When Teddy was one and a half years old, and my other two were four and five, I got an e-mail from my friend Sam Tanenhaus, whom I’d met shortly after 9/11 at a luncheon for V. S. Naipaul and who was now the editor of the New York Times Book Review. Sam asked whether I knew anyone who’d like to be the children’s books editor at the New York Times. The most recent editor had left after seven years and Sam was looking for suggestions to replace her. He knew about my penchant for Kidlit because I’d written an essay about it for the paper.
But I wasn’t much use in the way he expected. My experience with children’s literature had been as an enthusiast, not a professional. I didn’t know many writers or editors in that world. None of my referrals worked out.
And then I had a kind of epiphany. While on a family vacation in Los Angeles, I was driving with my husband, our children in the backseat, trying to figure out how to get to Every Picture Tells a Story, an especially good children’s bookstore and illustration gallery (sadly now gone), without having to bring the kids. They would only distract me from my mission. Michael and I were comparing our schedules when I realized what I was trying to do: go to a children’s bookstore by myself. For myself. Without my children. That way I could look at the children’s books I wanted to look at and not be distracted by their needs. Was this normal? If I cared so much about children’s books, perhaps I should be the children’s books editor.
The problem was I never wanted to work in an office again. The last time I’d worked in an office, I had a boss who docked my pay when I got invited to go on Oprah in Chicago to promote my first book. At the office I worked in before that, my boss required all employees to take a personality test that divided us neatly into one of four quadrants: Doers, Creators, Deciders, or Thinkers, categories that would then define our roles in the department. Most of the others were Doers; there were a couple of Deciders, too. I was the only Thinker. My first thought was, I think I need to get out of here.

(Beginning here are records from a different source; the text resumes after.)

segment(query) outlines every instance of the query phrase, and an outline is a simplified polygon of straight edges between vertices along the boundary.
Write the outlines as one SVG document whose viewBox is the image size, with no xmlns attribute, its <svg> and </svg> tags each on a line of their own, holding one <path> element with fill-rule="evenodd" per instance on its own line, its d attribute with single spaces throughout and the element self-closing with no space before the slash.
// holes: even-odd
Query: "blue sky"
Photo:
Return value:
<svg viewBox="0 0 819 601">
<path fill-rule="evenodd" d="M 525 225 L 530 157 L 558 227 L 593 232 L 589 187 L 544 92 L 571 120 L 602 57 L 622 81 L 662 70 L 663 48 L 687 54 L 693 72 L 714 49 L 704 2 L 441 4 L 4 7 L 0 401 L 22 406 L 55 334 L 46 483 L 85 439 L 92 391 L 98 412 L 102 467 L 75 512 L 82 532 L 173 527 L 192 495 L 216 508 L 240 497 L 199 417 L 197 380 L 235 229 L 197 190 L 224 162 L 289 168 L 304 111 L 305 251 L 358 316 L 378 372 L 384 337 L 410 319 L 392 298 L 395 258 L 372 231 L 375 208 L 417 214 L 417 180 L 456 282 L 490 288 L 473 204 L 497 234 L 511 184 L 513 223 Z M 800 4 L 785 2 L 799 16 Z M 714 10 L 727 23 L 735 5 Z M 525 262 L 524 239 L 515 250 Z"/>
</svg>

When I’d left my last office job in 2002, I thought I’d left it for good. I’d finally managed to put together the professional life I’d always wanted. I was being paid to write. And I didn’t have to wait to write in the evening after an exhausting workday, but could do it instead during regular business hours. The pragmatics of the freelance life were enormously appealing. You could spend the entire day in pajamas. You could fit in household chores between assignments. You could set your own hours. I figured as long as I could earn enough to offset the cost of childcare, I was in the black. Given how little writing pays, I worked like a maniac but I loved it.